Growing up in England we didn’t have fashion as an option in school (in fact we didn’t have any practical skill options - it was a purely academic curriculum and I spent many hours studying Latin!). But at home, I was encouraged to be entrepreneurial with my hobbies. Both my father and grandfather owned their own businesses in the fashion industry. My first real business was a T-shirt printing company I started at the age of fifteen (we quickly branched into printed mugs and other random items!). I continued this T-shirt printing business through university at Cambridge and it paid for many wonderful trips around the world as a student. After university I went into fashion's "little sister" industry -the beauty industry - working for the Boots Company (better known the US as the developer of Sephora). For 13 years I traveled the world working on a range of projects in business development, my last role being Vice President of International Business Development which allowed me to bring the Boots brand to the US through store partnerships with Target, CVS & Walgreens. (Boots was later was purchased by Walgreens in a $19BN transaction)
In 2004 I decided to start my own import business bringing luxury beauty, fashion and accessories from Europe to the US and I found myself moving from New York to Omaha, Nebraska. This sometimes surprises people in the places I do most of my fashion business (i.e. New York, London, Paris & Milan) but Omaha has been a wonderful base for a fashion import and distribution business. It is central, the lifestyle here is low cost and very comfortable, but most importantly it has a LOT of very talented young people.

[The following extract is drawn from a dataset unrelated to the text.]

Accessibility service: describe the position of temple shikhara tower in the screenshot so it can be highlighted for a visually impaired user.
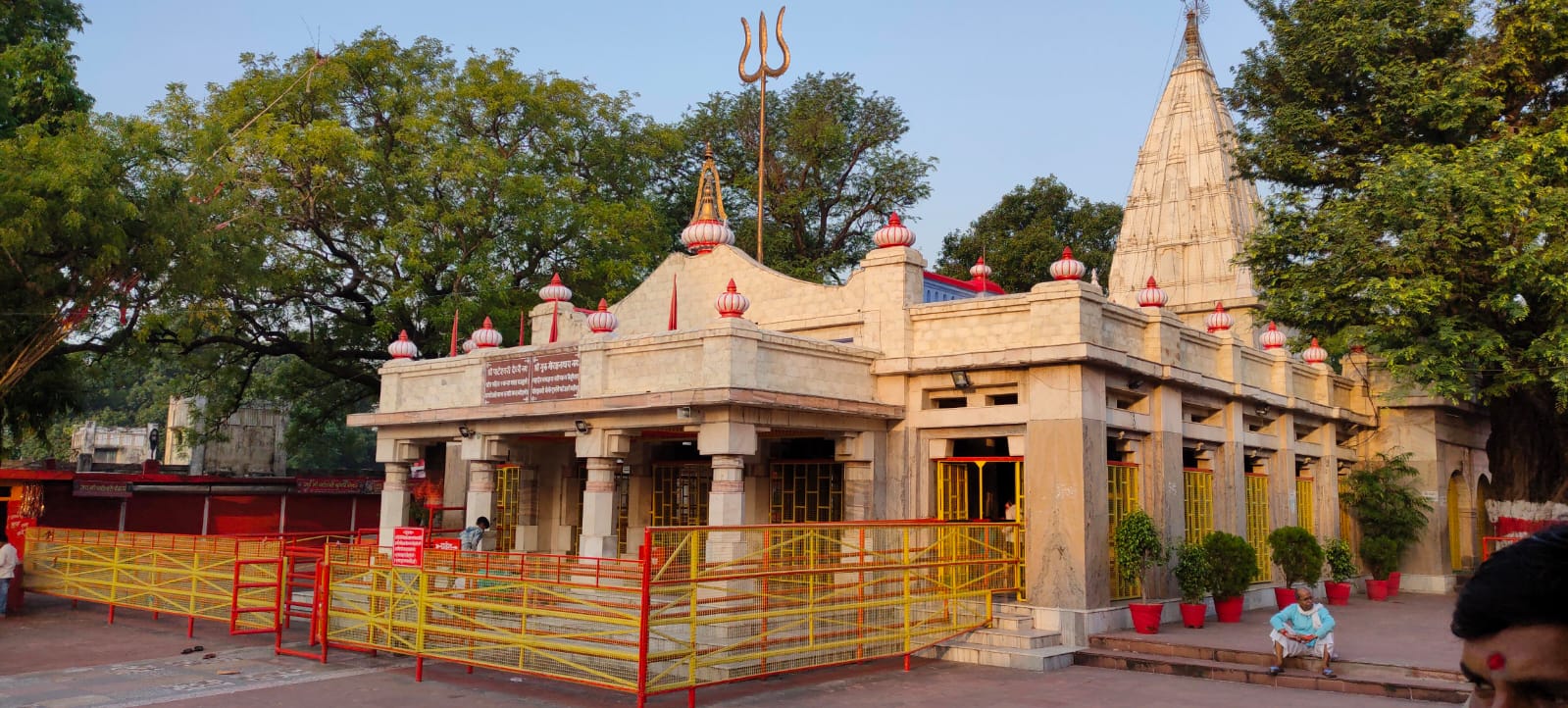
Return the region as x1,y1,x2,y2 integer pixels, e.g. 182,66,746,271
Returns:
1107,13,1257,336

It was these talented young people that inspired me to start the creative hub and artists venue, Nomad Lounge, where one of the best projects that was incubated was Omaha Fashion Week. I quickly realized that there was this amazing talent base here in Omaha. The skills were much better than in other cities I had seen. I attribute this to the fact that fashion was still being taught in schools and the strength of programs such as 4-H, which don't exist in the main fashion capitals. The big challenge for these designers was that they didn’t have the money to stage a professional fashion show. Even more striking was that they didn’t believe they were as talented as young designers on the coasts or in “more prestigious” cities. The idea to change this was simple but revolutionary. Omaha Fashion Week became the first big Fashion Week that provided a free professional platform for designers. It was and continues to be funded by members of the public through ticket sales and the corporate community through sponsorship.
The commercial company that I'm involved with here in Omaha, Design Parliament, is focused on fashion and has very small impact on the local job market. Directly we only have 10 employees, but we are growing quickly and it’s very possible we will have many more in the future. But, through Omaha Fashion Week, many jobs have been created (and talent discovered!) across many different businesses and industries from photography to hair dressing to modeling to retail. This all started because I got to practice entrepreneurial skills in fashion in my early years.
I personally have had a very comfortable income for over 18 years in the fashion industry and a wonderful career that has taken me to almost 50 different countries around the world. I have seen hundreds of people create significant wealth and satisfaction from careers in fashion. And I have seen hundreds of young people in Omaha practice their fashion talents on the OFW runway and then take those creative entrepreneurial skills to use them in fashion or in other industries.
I hope OPS doesn’t drop fashion from its curriculum options. Fashion is an amazingly creative entrepreneurial play ground that hones skills which can be used in many other fields. It is short-sighted to assume fashion is only training people for low-income, low demand jobs! Fashion and its associated areas is a core fundamental human need and globally it is an $1BN industry. There continue to be a plethora of fantastic high income opportunities for those who are interested in fashion in the Midwest! The key to being competitive and landing those jobs is to START EARLY, which further underscores the need for fashion education in our high schools.